The timeline for this field is measured in years, not months. LTI-03's Phase 2 topline data, expected in Q3 2026, will be the first real test of whether peptide-based antifibrotic activity translates to measurable clinical benefit in IPF patients. If the RENEW trial shows a signal on FVC decline, it would validate not just LTI-03 but the broader concept of peptide therapeutics for fibrotic lung disease. If it does not, the preclinical candidates behind it will face even greater scrutiny from investors and regulators.
The lung's airway defense system, including defensin peptides that protect against infection, operates in the same tissue where fibrosis develops. Understanding how endogenous peptide defenses interact with fibrotic processes remains an open question that could inform future therapeutic design.
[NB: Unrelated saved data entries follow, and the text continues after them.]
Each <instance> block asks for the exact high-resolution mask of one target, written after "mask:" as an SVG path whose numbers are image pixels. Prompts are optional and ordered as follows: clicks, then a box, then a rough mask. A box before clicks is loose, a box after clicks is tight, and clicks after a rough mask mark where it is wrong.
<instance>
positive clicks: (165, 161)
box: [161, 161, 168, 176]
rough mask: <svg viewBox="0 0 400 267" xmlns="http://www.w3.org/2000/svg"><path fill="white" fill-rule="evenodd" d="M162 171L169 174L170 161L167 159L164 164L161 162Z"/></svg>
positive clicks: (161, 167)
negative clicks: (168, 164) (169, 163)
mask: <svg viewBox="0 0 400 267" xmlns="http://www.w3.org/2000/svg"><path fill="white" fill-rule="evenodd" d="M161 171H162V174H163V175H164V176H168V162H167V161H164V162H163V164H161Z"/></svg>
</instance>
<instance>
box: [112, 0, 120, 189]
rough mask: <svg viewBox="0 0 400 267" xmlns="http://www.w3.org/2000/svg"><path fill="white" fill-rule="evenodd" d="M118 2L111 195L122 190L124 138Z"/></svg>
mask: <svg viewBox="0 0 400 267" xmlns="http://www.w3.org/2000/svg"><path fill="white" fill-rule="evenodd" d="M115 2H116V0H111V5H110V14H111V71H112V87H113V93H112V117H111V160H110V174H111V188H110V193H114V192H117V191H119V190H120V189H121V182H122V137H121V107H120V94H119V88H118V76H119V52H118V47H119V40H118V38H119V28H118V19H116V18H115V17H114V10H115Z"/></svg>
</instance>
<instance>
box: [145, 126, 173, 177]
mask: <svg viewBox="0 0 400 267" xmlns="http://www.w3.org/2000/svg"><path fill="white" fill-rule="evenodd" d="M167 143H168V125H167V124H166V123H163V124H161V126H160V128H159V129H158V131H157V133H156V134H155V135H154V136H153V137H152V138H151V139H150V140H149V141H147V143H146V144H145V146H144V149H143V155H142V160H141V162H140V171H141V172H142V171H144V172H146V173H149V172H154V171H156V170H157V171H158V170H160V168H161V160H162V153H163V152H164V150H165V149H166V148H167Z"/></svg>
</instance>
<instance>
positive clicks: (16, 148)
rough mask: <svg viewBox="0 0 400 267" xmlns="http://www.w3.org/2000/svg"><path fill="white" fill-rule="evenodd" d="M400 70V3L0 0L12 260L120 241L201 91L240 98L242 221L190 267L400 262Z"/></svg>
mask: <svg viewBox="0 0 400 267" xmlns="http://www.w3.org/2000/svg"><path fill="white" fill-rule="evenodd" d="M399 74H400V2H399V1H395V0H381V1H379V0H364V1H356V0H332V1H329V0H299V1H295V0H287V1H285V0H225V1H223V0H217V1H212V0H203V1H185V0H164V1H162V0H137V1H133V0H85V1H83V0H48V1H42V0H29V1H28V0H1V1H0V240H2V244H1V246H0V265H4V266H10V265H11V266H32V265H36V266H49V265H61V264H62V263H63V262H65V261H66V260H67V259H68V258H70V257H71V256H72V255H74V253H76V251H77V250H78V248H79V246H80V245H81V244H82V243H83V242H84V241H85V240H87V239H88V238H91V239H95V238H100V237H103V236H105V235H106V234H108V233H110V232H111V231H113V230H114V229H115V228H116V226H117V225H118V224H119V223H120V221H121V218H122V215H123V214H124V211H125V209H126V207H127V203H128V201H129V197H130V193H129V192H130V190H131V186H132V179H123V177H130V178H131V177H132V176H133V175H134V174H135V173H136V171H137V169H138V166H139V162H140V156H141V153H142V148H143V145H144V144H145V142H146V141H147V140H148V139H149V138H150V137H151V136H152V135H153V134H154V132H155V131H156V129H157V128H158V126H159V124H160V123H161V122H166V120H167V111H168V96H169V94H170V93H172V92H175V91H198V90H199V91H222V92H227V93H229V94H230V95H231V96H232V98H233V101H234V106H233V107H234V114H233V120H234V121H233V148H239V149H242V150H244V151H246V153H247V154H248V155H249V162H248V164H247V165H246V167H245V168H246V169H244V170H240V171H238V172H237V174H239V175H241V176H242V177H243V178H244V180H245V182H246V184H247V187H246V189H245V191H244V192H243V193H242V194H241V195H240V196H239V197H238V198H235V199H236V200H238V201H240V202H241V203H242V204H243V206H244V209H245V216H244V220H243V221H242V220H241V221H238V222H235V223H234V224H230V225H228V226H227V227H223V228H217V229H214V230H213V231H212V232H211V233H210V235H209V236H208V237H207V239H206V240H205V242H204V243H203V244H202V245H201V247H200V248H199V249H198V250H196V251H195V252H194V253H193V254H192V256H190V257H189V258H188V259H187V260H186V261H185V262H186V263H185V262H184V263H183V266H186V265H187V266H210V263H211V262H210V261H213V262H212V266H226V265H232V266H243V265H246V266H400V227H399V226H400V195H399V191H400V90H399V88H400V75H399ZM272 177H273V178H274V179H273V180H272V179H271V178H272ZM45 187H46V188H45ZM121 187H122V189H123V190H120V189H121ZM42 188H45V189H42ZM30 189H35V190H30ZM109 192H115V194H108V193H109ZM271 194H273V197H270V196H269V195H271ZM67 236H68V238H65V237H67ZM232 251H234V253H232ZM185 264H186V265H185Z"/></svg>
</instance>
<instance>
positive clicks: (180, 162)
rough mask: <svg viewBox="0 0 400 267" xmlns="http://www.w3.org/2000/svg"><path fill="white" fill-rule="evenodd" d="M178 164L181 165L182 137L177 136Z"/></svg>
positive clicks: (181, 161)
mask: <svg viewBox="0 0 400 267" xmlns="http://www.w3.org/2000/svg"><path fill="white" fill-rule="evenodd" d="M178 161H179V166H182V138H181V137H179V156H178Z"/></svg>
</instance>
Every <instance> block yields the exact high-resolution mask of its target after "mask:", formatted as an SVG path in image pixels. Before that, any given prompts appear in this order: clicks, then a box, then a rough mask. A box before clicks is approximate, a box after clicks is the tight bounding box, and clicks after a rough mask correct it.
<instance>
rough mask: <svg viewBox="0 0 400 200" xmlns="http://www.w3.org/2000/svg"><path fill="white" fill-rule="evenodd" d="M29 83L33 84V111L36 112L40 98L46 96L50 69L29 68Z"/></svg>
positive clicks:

For collagen-related peptide markers used in fibrosis diagnosis, the evidence is substantially more mature than for therapeutic peptides. The diagnostic and therapeutic sides of fibrosis research inform each other, but they are at very different stages of clinical validation.
The Bottom Line
The peptide therapeutic pipeline for pulmonary fibrosis contains at least twelve candidates targeting distinct molecular pathways, with LTI-03 (Phase 2) and XFB-19 (Phase 1) as the only two in human clinical trials. The preclinical evidence supports biological plausibility across multiple mechanisms, but no peptide has yet demonstrated efficacy in a controlled human trial for IPF. The field's strength is its mechanistic diversity; its limitation is the distance between mouse models and human disease.